Né dans la misère, El Bachir n’a eu d’autre choix que de s’activer pour survivre et faire vivre sa famille. « Nous mangions ce que nous plantions, et nous avions une vache qui nous donnait du lait. Il n’y avait ni travail, ni usine, ni quoi que ce soit. Je n’ai jamais travaillé volontairement pour l’occupant. Je sais que d’autres Algériens ont travaillé chez des colons et sans jamais être rémunérés, ou alors par un simple morceau de pain après un dur labeur. » Depuis son plus jeune âge, l’homme rêve d’un monde plus juste. « Sous la colonisation, nous n’avions pas le droit à la parole, seulement le droit d’obéir. Je me suis engagé pour combattre les injustices. J’ai lutté pour la liberté du peuple, de la religion et du pays. »
En plus du dénuement, du manque d’infrastructure et de la faim, les villageois vivent sous la pression permanente, le harcèlement, le pillage des biens et du patrimoine archéologique. Ils se confrontent à différentes formes de violences. « Une fois, pour le Ramadan, j’ai pu acheter un kilo de viande (ndlr: chose rare à l’époque pour nombre de villageois), les militaires français l’ont empoisonné avec du guez (liquide de la lampe à pétrole). »
La carte de Moudjahid (guerrier de la résistance) d’Ahmed Lahmar.
Dans son récit, la mort est omniprésente. Un jour l’aviation coloniale atterrit si près de sa maison que la force des ailes de l’hélicoptère disperse le toit de fortune du foyer.
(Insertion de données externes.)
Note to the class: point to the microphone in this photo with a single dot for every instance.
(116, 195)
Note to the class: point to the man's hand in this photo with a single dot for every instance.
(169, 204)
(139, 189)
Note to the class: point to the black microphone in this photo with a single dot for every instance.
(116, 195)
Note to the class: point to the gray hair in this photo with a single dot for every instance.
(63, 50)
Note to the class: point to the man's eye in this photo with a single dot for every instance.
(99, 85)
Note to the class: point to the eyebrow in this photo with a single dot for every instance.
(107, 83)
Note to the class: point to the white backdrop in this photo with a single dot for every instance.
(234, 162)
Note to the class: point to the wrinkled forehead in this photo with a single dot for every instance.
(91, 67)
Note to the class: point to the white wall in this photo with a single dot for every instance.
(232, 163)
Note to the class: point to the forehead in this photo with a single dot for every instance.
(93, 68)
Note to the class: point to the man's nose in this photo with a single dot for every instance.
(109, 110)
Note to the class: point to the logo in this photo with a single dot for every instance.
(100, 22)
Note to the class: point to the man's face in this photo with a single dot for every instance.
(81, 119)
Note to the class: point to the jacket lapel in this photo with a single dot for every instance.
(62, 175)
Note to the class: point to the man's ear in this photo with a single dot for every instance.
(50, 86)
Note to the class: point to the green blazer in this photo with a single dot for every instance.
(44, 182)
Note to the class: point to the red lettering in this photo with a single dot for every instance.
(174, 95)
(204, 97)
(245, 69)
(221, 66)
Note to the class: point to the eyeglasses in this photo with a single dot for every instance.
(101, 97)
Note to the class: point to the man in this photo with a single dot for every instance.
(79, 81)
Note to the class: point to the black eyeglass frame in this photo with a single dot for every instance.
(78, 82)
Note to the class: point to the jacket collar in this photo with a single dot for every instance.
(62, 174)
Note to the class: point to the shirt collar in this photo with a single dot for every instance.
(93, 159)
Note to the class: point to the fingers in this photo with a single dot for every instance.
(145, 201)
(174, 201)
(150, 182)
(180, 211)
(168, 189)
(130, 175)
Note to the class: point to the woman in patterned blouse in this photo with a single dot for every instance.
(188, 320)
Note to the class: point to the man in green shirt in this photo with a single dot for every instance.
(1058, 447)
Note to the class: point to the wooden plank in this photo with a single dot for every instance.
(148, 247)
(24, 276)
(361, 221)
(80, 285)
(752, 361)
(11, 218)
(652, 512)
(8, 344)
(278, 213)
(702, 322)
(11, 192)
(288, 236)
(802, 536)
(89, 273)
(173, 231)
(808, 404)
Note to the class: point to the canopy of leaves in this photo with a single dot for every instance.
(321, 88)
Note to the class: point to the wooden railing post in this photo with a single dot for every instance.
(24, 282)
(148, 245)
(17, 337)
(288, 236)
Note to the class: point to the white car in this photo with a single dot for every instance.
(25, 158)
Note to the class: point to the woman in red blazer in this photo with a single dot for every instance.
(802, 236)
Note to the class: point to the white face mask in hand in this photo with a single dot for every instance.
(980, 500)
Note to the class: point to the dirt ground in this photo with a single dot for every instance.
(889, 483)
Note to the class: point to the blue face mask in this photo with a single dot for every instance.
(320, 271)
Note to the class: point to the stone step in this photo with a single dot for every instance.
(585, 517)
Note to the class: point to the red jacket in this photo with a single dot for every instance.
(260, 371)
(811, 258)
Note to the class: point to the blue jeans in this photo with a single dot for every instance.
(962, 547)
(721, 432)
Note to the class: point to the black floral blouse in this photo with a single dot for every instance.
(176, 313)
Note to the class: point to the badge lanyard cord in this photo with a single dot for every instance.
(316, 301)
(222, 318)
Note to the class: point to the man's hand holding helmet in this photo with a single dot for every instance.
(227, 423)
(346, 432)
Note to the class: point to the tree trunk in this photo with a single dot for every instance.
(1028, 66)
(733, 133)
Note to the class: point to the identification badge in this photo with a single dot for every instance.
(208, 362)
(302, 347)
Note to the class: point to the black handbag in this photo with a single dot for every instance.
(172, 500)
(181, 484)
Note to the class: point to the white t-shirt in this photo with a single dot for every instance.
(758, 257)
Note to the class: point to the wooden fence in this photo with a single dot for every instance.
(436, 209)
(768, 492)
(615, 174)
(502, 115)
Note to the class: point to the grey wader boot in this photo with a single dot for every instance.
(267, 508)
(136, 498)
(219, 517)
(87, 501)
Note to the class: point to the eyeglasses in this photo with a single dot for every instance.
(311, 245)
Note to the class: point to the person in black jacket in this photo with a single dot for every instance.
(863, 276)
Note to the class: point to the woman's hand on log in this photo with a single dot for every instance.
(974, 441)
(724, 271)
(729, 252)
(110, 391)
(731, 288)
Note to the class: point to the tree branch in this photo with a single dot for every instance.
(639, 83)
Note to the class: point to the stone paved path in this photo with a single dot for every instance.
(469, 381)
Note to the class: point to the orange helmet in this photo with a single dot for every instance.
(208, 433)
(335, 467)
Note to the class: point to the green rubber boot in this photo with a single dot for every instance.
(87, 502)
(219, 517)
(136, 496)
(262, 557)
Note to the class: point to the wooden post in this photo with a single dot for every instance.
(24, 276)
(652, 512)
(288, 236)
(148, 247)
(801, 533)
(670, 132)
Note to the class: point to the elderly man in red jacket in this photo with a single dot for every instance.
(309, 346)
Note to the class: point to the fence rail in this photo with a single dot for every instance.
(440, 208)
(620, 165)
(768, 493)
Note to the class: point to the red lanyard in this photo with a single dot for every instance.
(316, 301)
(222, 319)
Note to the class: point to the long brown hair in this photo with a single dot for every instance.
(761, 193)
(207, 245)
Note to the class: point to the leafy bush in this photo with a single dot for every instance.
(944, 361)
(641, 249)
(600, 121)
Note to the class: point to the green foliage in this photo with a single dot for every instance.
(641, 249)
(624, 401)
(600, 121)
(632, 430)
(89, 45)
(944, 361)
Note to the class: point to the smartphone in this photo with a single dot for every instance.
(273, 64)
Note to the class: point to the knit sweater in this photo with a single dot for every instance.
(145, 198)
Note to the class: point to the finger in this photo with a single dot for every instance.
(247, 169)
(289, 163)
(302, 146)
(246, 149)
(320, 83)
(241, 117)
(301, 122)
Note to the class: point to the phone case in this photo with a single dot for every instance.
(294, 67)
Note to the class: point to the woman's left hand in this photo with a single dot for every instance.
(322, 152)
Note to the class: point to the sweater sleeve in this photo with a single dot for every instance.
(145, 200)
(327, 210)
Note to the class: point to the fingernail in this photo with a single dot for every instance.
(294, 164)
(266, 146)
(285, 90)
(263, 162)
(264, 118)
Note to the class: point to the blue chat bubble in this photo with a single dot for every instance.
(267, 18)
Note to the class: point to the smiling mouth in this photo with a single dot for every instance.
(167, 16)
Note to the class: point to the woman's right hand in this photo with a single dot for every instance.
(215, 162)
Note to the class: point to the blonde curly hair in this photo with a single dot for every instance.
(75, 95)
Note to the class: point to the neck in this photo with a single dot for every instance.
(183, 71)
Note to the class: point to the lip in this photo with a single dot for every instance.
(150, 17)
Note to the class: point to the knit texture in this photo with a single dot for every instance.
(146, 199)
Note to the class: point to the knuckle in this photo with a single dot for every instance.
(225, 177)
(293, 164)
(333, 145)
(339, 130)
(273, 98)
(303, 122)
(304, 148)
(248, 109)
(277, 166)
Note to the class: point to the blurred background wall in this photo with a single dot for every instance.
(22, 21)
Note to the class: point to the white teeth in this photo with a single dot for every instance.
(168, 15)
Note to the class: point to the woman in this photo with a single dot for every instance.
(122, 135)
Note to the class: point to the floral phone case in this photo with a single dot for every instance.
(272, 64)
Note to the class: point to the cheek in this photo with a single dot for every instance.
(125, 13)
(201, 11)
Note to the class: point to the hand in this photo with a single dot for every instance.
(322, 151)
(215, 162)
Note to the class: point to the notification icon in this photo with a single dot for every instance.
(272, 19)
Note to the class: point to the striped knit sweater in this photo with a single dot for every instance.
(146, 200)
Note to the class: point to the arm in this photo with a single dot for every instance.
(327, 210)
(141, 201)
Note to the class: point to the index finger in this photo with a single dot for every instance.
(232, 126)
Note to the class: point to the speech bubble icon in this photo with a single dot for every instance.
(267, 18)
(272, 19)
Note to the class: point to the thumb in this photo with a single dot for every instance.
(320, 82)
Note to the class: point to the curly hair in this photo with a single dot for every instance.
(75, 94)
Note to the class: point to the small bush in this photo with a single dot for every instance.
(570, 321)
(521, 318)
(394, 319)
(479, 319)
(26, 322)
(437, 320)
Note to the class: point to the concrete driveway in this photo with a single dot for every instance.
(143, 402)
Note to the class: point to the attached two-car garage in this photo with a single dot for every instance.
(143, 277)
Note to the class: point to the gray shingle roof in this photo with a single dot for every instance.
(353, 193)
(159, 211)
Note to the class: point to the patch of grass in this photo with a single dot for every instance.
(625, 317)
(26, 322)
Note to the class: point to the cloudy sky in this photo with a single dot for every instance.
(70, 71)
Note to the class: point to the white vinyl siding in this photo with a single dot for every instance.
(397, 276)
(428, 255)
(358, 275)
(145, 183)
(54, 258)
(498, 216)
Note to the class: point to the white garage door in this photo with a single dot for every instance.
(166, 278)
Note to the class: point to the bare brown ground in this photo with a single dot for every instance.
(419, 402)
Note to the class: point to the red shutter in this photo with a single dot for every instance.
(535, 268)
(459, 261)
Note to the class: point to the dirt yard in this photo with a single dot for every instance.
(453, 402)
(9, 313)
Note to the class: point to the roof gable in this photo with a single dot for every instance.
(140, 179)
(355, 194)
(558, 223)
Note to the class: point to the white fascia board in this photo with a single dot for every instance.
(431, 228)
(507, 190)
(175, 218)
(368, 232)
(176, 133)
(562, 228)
Sous les décombres de la maison, son fils Hadj, âgé d’un an et demi, a perdu la vie. Il cite également son cousin Mahmoud Lahmar, révolutionnaire dénoncé et tué. « Je suis arrivé le premier devant son corps. Les militaires français m’ont dit: tu as deux heures pour l’enterrer sinon quand on revient on t’enterre avec lui. » La disparition des corps et des preuves était une habitude assez répandue de l’armée coloniale.
Quand on lui pose la question de la vie quotidienne, El Bachir répond simplement « nous n’avions pas le droit de vivre ». « Comment célébrer les événements politiques heureux dans un tel cadre de vie ? Soit les mariages étaient organisés en secret, tout comme les rituels mortuaires, soit il fallait une autorisation pour se marier ou se réunir pour le mort. Même pour aller moudre le grain au moulin, il fallait un laissez-passer. Cela leur permettait de contrôler et de compter en même temps », ajoute El Bachir.
Nous étions 85 dans la même cellule. On était si serrés que j’ai dormi en position assise sur les toilettes pendant un mois.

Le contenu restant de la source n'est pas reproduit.